Saya tidak ingin menutup mata juga akan prestasi pelajar Indonesia dalam mengharumkan nama bangsa di kancah internasional seperti Olimpiade fisika tingkat internasional. Kita patut atas prestasi yang diraih ini. Tapi setelah ada banyak pelajar yang berprestasi di kancah internasional ini, apa dampaknya bagi bangsa selain nama baik bangsa? Adakah dampak lain dari prestasi ini? Atau adakah wadah bagi mereka yang berprestasi ini untuk menyalurkan kecerdasan mereka?
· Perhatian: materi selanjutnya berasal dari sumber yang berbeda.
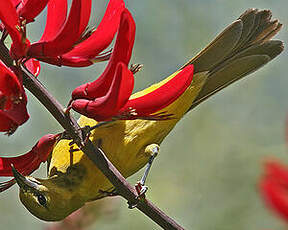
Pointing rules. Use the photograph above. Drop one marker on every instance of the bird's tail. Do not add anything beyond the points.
(243, 47)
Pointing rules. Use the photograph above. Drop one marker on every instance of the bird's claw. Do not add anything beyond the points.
(141, 190)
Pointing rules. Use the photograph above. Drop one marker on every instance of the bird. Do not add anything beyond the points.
(73, 180)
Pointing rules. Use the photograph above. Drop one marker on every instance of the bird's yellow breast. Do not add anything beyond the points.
(123, 142)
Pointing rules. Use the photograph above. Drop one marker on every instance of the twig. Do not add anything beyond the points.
(94, 154)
Adakah mereka diperhatikan oleh pemerintah setelah mereka menunjukkan prestasinya? Atau lebih mirisnya lagi, adakah anggota dewan, sebagai orang yang terpilih saat Pemilihan Umum 2009 menyalurkan aspirasi mereka ini? (anggota Dewan = wakil rakyat) tampaknya anggota dewan sudah terlalu sibuk mengurusi tuntutan partai/petinggi partai mereka masing-masing sehingga mata mereka tertutup untuk melihat dan akhirnya menangani hal ini. Quo Vadis Indonesia!